Wedding garden, master landscape plan to beautify historical Gahanna Sanctuary

Marla K. Kuhlman
ThisWeek group
Master gardener Brenda Hoffman and her husband, Carroll, germinate seeds March 10 in a former stained-glass workshop that has been repurposed to a grow room at the Gahanna Sanctuary, 82 N. High St.

A new landscape is taking shape at the historical Gahanna Sanctuary, 82 N. High St., with the help of local gardeners and the first phase of a three-part improvement project underway.

John Michael Spinelli, managing trustee of the Gahanna Sanctuary, said phase 1 includes a new front scape facing High Street, with expanded landings and steps, new planting beds, room for signs and lights to complement and add to bell-tower lights.

"With the start of phase 1 of our three-part plan to complete a first-ever master landscape plan for our historic and beautiful Gahanna Sanctuary, establishing a garden club of volunteers ready to turn our grounds into one of central Ohio's most unique, attractive and art-laden environments designed for wedding, social or business outdoor events, we are showing how the 126-year old facility is adapting to new times while keeping our history intact," Spinelli said. 

The Gahanna Sanctuary, whose construction was completed in late 1895, is partnered with the Gahanna Foundation, a charitable nonprofit founded in July 2018.

The mission or purpose of the Gahanna Foundation is to raise money through grants, gifts and endowments to fund projects directly or indirectly related to the Gahanna Sanctuary and/or worthwhile neighborhood projects, according to the sanctuary’s website.

Spinelli said the landscape project wouldn't directly use public funding.

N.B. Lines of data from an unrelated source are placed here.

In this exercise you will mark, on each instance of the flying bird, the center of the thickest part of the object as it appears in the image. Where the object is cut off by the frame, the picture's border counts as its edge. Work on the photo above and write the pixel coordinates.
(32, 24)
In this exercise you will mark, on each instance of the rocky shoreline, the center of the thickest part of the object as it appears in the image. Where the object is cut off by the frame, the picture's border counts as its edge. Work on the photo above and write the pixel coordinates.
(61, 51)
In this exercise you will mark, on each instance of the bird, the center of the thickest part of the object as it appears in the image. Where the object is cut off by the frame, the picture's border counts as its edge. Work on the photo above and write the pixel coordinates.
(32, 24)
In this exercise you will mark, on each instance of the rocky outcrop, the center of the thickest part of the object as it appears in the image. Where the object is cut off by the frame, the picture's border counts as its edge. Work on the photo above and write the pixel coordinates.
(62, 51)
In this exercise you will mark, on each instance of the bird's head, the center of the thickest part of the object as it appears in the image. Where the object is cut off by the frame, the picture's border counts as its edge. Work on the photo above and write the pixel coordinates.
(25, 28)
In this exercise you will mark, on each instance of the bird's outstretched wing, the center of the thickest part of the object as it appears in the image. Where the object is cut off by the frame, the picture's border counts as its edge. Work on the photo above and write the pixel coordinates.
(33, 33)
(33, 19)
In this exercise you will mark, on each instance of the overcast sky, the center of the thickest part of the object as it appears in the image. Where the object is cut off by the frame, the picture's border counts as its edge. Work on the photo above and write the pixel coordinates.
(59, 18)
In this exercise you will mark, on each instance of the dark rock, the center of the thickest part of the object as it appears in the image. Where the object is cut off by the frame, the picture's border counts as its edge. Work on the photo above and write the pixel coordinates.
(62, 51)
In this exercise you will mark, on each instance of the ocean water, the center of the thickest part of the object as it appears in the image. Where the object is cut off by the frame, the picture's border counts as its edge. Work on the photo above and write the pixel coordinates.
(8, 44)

“The funding source will come from a new generation of new customers who – along with previous customers returning to book the venue for events other than their or a friend's wedding here or residents or visitors who are starting to hear about us – will drive this private-sector effort over time,” he said.

The Gahanna Sanctuary is receiving a new front scape with expanded landings and steps, new planting beds, room for signage and lights to complement and add to bell-tower lights.

Spinelli estimates the first phase of the plan will be completed by the end of April.

He said phase 2, consisting of a wedding garden that’s the anchor of the landscaping plan, should be completed no later than September. 

Phase 3, involving alleyway parking, a dumpster relocation and new handicap-accessible ramp, should be completed by New Year's Eve, Spinelli said.

He said Mark Schieber of Schieber & Associates LLC is the plans landscape architect, and Charlie Weaver of Architectural Gardens is heading the construction team. 

Gardeners wanted

Brenda Hoffman, who’s a master gardener, said she decided to volunteer because the sanctuary is a “fabulous aspect” of Gahanna. 

“The glass windows are really romantic,” she said. “I met John years ago through the Franklin Soil and Water Conservation District. I knew they needed some help because they were redoing their garden.”

Hoffman said a call for volunteers was put out on social media to the Gahanna Gardening Group.

“Thirty-eight gardeners have offered their help this spring,” she said. “If you have one hour a month, you can join us as a volunteer. In the end, the goal is to have a garden someone can walk into, relax and see pollinators and see tranquility in their day.”

Anyone wanting to help should email Hoffman at garden4bee@gmail.com.

“We’ve started (planting from seeds) common wedding flowers, and we’ll incorporate some of the herbs Gahanna is famous for,” she said. “We’ll plant a lot of basils. It’s considered a holy plant by many societies. There will be a lot of thyme, mint, and we’ll add some annuals.”

Hoffman said some of the perennials would be things commonly found in wedding bouquets, such as peonies. 

“Part of the landscape will be hydrangeas, symbolic of one true love, a love everlasting. There will be some lilies,” she said. “It will be an ongoing project. We anticipate it will have ongoing seasonal features. Some Lenten roses with blooms in December.”

Hoffman said she thinks the landscape additions and gardens at the sanctuary will be fantastic for all of Gahanna. 

“It’s a beautiful structure,” she said. “I think it will be wonderful.”

'Letter to the future'

With the capital project representing a new dawn for the sanctuary, Spinelli said, plans are to install a new 21st-century cornerstone to mark the occasion.  

He said the public is invited to send a “letter to the future” that would be put in the cornerstone as a time capsule "so another 126 years into the future, the reimagining journey we are on will be remembered."

“We ask anyone who wants to be part of this history-making event to send their letter, handwritten or typed or computer-printed letter, sealed in an envelope with their name, and only their name, on the outside of the envelope,” Spinelli said.

He said a dedication ceremony would be announced to add any letters to the future, along with some special items on behalf of the Gahanna Sanctuary or the city of Gahanna. 

The deadline is May 1 for the letters that must be labeled as such and delivered or mailed to the Gahanna Sanctuary, 82 N. High St., Gahanna, 43230.